The room was as dark as the cellar. Nathan strained to hear anything at all before silently climbing the rest of the way out of the hiding place.
The hallways were dark, too. Crossing to the door, he planted a hand on each side of the doorway. No sounds reached him, and no light brightened either direction.
He crept down the hallway to the corner and around the intersection, senses on high alert as he moved along the wall. He wouldn’t put it past Zyra to leave a few booby traps behind, just in case. He was met with no tripwires or mines as he crept down the hall. When he reached a second intersection, he noticed the faint lift in darkness. This corridor remained unlit, but light came from a second intersection about a hundred feet down.
Nathan continued, inching his way down the hall. When he reached the second corridor, he spotted the light coming from one side of a cracked door. His senses picked up nothing to alert him, and no colorful auras came from either direction. He removed his knife and went to the door. He nudged it open while remaining to the side, in case someone fired upon anyone entering.
Nothing.
He peered around the door and then stepped out from behind the doorframe.

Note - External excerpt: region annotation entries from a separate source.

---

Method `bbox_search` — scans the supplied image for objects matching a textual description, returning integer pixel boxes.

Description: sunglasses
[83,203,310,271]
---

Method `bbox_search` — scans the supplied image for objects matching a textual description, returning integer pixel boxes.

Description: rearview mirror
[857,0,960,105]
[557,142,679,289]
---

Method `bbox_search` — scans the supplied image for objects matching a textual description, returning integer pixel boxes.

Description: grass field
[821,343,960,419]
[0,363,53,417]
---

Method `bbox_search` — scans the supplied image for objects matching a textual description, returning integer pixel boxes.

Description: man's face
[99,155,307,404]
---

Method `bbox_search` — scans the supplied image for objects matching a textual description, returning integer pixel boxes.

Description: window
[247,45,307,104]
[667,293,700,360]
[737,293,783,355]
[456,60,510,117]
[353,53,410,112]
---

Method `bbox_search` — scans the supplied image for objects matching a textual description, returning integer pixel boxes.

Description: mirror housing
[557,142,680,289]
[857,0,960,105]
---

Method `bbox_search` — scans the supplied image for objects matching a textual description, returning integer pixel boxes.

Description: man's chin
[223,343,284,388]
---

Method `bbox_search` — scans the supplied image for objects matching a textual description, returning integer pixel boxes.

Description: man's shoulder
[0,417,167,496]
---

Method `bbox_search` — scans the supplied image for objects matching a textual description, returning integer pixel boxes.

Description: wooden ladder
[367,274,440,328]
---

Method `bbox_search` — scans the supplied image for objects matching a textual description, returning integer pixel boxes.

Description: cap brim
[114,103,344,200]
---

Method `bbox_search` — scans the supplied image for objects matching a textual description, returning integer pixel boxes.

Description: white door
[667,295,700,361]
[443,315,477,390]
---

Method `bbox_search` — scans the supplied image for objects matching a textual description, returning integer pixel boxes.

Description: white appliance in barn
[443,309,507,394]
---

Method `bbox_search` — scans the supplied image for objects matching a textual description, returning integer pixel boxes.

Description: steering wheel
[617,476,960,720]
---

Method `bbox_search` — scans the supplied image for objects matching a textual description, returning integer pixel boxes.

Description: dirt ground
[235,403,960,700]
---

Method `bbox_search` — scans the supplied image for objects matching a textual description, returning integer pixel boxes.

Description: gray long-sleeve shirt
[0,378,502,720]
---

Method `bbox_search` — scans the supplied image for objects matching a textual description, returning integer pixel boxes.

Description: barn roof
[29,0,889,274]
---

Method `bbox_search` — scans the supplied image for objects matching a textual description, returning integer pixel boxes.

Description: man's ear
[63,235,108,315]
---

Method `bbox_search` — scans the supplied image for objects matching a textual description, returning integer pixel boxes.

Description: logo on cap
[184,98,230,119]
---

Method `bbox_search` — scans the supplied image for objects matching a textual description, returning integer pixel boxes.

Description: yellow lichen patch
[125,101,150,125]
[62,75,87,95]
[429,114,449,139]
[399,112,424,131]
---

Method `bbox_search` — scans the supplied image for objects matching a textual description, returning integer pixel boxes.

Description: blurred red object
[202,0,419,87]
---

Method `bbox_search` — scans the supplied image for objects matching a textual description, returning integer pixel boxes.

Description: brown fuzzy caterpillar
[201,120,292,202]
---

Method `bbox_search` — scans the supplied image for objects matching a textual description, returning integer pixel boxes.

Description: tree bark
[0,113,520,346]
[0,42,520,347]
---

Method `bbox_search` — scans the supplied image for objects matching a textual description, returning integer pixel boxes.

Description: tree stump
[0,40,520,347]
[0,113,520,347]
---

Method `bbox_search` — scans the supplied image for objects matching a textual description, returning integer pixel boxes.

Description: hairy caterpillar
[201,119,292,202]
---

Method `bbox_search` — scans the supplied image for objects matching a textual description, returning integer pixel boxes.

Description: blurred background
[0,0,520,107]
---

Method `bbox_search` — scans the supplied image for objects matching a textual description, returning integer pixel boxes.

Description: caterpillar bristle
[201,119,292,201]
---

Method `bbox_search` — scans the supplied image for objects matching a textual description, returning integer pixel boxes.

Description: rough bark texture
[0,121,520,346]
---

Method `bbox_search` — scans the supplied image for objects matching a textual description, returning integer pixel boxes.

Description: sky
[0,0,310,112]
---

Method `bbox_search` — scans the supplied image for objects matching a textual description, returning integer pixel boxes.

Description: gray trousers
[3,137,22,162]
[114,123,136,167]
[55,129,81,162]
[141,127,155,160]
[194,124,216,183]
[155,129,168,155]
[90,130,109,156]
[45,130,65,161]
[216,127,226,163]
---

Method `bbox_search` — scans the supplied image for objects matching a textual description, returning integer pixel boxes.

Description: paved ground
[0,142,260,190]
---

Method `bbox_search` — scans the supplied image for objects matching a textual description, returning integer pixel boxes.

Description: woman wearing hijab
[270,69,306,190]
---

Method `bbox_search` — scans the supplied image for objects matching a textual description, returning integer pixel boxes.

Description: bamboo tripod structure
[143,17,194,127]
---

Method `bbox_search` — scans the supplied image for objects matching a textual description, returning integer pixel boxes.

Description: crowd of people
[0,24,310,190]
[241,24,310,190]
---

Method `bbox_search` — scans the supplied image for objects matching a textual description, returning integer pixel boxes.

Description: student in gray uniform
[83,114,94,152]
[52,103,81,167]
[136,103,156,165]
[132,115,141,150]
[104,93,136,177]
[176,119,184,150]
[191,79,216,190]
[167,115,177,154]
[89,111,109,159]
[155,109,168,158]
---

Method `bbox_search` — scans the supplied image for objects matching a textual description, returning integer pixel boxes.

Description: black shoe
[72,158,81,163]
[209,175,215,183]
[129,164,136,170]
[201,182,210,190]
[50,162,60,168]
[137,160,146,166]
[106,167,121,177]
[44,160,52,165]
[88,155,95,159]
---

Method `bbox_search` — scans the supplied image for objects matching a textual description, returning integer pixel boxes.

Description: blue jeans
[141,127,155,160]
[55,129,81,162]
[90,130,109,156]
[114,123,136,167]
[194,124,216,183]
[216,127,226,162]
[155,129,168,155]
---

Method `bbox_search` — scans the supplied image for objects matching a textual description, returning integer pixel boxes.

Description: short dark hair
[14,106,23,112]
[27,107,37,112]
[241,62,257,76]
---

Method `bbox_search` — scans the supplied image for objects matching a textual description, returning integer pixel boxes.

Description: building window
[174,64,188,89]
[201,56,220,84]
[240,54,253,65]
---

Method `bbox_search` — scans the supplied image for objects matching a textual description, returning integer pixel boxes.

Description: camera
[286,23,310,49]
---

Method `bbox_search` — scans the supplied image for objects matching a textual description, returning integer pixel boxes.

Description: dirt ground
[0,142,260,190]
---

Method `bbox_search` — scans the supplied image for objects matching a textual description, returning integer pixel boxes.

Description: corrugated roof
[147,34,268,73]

“Fool,” he said and lowered his weapon.
Tied to a chair in the middle of the room was Henry, or what was left of Zyra’s admirer. Her lieutenant’s head sat in his lap, severed from his body in this very room, while he was still alive, according to the pond of blood covering the floor.
Nathan shook his head, pitying anyone who underestimated Zyra. Had Maggy done the same? Waded into something too deep to find her way out of? It didn’t excuse her betrayal of Amira, but Nathan couldn’t help wanting Maggy to be different than Zyra. He wasn’t accustomed to being the patsy or used and tossed aside.